The state government has selected 10 pre-positioned sites for vaccine distribution, based on geography, populations and access to ultra-cold storage capacity, as the vaccine must be kept cold to remain effective.
The three sites in Northeast Ohio currently selected for vaccine prepositioning are:
- Cleveland Clinic Main Campus in Cuyahoga County
- MetroHealth Main Campus Medical Center in Cuyahoga County
- Aultman Hospital in Stark County
DeWine said that while a vaccine should be available soon, it will take some time before all Ohioans can get vaccinated, and we must remain vigilant in the meantime.

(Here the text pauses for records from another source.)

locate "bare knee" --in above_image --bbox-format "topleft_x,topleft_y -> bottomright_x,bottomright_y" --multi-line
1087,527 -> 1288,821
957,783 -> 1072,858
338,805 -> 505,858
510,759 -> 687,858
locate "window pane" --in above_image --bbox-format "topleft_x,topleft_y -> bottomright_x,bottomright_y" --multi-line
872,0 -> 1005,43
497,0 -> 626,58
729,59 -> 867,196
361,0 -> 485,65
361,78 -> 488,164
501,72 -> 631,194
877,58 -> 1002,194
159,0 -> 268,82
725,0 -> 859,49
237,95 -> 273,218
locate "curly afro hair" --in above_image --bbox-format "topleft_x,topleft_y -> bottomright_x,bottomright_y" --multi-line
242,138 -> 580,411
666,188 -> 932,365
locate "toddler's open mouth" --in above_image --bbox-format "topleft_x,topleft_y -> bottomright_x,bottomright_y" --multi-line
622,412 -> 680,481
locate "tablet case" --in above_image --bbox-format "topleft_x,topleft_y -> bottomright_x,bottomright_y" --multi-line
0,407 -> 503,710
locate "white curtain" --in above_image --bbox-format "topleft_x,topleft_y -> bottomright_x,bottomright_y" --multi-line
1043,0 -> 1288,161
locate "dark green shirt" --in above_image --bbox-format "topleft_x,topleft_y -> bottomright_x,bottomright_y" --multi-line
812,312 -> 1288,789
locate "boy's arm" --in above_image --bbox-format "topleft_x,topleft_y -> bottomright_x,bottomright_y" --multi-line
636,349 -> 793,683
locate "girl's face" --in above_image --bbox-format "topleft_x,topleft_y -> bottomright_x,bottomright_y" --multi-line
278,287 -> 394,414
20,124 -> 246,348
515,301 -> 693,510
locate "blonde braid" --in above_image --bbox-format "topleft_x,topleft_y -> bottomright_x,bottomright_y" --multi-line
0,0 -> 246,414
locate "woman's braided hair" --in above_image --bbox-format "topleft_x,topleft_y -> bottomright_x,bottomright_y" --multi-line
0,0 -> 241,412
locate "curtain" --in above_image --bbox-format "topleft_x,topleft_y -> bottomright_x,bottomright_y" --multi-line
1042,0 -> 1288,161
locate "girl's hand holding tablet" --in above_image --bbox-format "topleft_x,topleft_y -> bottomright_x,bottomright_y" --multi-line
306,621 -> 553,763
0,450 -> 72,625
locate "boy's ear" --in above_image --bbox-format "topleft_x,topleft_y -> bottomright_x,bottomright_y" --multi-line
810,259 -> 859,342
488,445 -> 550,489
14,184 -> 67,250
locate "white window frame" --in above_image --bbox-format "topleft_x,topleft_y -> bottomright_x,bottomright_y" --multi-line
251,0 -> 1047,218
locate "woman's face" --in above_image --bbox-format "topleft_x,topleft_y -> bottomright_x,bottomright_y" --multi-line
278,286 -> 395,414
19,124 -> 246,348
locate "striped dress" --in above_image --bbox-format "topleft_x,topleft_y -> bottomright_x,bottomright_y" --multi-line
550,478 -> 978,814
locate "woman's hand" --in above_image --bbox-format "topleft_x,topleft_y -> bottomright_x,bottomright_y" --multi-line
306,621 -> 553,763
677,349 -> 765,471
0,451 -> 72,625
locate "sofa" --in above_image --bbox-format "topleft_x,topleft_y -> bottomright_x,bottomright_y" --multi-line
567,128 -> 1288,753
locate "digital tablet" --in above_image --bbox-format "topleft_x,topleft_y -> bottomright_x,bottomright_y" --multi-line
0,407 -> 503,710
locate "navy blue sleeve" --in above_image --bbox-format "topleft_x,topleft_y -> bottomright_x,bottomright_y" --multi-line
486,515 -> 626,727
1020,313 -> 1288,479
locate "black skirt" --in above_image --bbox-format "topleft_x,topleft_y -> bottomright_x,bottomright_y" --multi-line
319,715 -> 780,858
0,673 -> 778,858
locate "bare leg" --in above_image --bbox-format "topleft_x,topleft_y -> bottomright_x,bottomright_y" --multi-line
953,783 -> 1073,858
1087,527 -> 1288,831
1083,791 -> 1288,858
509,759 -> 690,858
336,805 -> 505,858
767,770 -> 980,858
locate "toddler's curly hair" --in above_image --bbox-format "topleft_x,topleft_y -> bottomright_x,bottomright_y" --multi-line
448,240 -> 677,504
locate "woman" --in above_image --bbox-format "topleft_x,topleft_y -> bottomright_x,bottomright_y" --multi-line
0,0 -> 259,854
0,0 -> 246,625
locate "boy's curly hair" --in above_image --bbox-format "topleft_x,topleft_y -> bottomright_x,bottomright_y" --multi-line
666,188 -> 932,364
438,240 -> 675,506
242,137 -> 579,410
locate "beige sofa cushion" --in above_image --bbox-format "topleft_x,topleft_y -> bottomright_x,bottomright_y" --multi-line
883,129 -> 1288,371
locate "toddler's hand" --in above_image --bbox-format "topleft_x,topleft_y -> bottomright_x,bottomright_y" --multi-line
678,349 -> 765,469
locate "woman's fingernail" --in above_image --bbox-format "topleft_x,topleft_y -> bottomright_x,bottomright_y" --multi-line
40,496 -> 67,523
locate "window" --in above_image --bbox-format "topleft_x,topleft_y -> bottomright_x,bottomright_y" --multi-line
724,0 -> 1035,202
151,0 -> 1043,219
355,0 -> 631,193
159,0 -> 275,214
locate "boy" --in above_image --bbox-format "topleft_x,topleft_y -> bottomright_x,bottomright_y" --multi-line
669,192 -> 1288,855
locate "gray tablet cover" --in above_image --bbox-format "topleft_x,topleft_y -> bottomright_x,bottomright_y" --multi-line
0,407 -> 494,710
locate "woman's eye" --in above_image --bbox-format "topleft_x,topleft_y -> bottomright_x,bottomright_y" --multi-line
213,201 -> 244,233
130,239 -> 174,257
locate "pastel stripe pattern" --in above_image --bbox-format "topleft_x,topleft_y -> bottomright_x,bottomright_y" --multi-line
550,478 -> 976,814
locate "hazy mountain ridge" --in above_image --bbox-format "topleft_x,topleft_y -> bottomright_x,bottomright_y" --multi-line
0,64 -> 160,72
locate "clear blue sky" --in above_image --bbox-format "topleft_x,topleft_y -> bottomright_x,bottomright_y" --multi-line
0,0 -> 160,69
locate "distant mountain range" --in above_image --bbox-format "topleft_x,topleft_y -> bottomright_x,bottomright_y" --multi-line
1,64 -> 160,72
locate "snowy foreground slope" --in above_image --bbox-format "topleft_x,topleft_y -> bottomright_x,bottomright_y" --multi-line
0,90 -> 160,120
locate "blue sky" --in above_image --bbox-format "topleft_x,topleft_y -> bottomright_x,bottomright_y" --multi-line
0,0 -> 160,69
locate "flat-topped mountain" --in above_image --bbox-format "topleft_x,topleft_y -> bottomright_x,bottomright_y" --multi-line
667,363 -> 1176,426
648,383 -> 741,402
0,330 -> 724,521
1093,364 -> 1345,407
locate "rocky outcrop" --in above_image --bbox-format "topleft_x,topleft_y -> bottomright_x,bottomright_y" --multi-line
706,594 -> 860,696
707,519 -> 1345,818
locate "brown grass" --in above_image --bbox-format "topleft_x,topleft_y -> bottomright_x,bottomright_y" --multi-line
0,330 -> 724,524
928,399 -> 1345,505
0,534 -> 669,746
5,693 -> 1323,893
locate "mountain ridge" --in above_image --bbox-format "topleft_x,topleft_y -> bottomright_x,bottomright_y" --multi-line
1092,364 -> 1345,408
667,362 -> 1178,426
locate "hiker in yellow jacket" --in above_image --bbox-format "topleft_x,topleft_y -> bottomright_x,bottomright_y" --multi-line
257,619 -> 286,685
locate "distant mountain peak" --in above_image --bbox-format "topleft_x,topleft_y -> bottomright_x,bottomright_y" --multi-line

“This will take a while. This will take a number of months to get done,” DeWine said. “But for the first time, we now have great confidence that this vaccine is here. It's going to be used and it's going to take us out of this great tragedy. But, but we have a few months to go. And so we all together have to build a bridge. We're in the process now of building a bridge to get us to that time in the future. And what we do in the next several weeks as Ohioans will determine if we can really build this bridge and if we can slow the spread of this virus down. So we have taken some actions in the last week that should help. But the most important thing is what each individual Ohioan does.”
Those steps include the expanded mask mandate, the new social gathering order, and the statewide curfew, set to take effect Thursday at 10 p.m.